Israelisches Militärfahrzeug auf den Golan-Höhen | Bildquelle: AFP

Israel und Syrien Alarmbereitschaft an der Grenze

Stand: 21.03.2019 19:11 Uhr

Israel rechnet mit einem baldigen Angriff Irans auf seine Nordgrenze und verschärft die Sicherheitsvorkehrungen. In Syrien starben mindestens neun Menschen bei einem Raketenangriff.

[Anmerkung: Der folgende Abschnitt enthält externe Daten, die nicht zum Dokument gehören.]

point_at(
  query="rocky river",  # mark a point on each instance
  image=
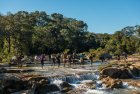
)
(79, 79)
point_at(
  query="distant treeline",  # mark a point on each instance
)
(37, 32)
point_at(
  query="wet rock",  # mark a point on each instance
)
(10, 84)
(48, 88)
(89, 84)
(3, 70)
(65, 87)
(112, 83)
(122, 73)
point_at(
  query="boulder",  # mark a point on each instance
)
(48, 88)
(122, 73)
(3, 70)
(12, 85)
(65, 87)
(112, 83)
(111, 72)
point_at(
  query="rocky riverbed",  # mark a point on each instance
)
(80, 79)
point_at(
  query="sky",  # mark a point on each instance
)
(102, 16)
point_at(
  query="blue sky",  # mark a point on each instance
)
(102, 16)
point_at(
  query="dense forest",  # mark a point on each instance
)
(37, 32)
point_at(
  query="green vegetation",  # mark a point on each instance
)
(37, 32)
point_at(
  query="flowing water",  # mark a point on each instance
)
(77, 80)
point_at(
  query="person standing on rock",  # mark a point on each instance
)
(42, 60)
(53, 59)
(91, 59)
(58, 59)
(64, 58)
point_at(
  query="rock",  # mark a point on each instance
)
(13, 85)
(65, 87)
(111, 72)
(89, 84)
(112, 83)
(3, 70)
(122, 73)
(48, 88)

Israel rechnet mit einem baldigen Angriff Irans auf seine Nordgrenze und verschärft die Sicherheitsvorkehrungen. Die Armee teilte mit, wegen "ungewöhnlicher Aktivitäten" iranischer Militäreinheiten auf syrischem Boden sei der Zivilschutz auf den Golan-Höhen angewiesen worden, Schutzbunker für die Zivilbevölkerung zu öffnen. Zudem wurden zuätzliche Luftabwehr-Batterien in Nordisrael stationiert und einige Reservisteneinheiten mobilisiert.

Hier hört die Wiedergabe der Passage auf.